Abstract PDF: Purpose
Transmembrane channel-like 5 (TMC5) plays a tumor-promoting role in the progression of various tumors. However, its effect on regulating breast cancer cell function remains scarce. The current study aimed to evaluate the effect of TMC5 silence on the proliferation, apoptosis, migration, and invasion of breast cancer cell lines.
Materials and Methods
TMC5-specific small interfering RNA (siTMC5) and siNC were transfected into MDA-MB-231 and MCF-7 cell lines; subsequently, the 740Y-P was co-cultured. Then, the proliferation, apoptosis, migration, invasion, and p-AKT expression were determined.
Results
In MDA-MB-231 and MCF-7 cell lines, silence of TMC5 could reduce the proliferation rate at 48 hours (h) and 72 h, migration rate, and invasion rate, while elevate the apoptosis rate.

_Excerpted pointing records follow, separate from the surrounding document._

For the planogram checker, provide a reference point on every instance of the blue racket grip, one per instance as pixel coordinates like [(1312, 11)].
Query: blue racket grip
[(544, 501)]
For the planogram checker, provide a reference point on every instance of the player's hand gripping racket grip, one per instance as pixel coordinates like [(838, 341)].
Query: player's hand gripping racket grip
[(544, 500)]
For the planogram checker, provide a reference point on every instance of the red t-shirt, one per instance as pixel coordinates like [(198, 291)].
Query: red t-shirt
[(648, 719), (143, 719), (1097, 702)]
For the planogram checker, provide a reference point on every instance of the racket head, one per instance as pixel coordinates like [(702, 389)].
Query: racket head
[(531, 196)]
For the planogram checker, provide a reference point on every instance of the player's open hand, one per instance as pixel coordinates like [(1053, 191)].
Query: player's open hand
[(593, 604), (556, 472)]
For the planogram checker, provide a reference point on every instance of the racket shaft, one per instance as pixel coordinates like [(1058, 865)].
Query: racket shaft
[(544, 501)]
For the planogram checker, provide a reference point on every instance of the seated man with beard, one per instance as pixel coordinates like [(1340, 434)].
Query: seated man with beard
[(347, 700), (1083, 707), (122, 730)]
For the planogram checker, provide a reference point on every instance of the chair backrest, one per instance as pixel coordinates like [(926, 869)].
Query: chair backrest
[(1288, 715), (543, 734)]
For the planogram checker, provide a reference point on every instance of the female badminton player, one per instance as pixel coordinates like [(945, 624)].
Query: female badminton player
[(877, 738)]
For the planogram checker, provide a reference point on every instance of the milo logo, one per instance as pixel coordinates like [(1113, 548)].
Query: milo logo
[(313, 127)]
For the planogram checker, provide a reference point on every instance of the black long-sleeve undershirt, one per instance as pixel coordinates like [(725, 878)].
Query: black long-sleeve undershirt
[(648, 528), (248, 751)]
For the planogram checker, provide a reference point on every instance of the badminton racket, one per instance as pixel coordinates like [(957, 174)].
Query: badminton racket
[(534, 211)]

Besides, silence of TMC5 could decrease the p-AKT/AKT expression. The combination of 740Y-P with the silence of TMC5 could reversely increase the proliferation rate at 48h and 72h, migration rate, and invasion rate compared with the silence of TMC5 only. The apoptosis rate showed the opposite trend.
Conclusion
The silence of TMC5 could inhibit the proliferation, migration, and invasion while promoting the apoptosis of breast cancer, while more in vivo validation is needed to explore its potential to be a treatment target for patients with breast cancer.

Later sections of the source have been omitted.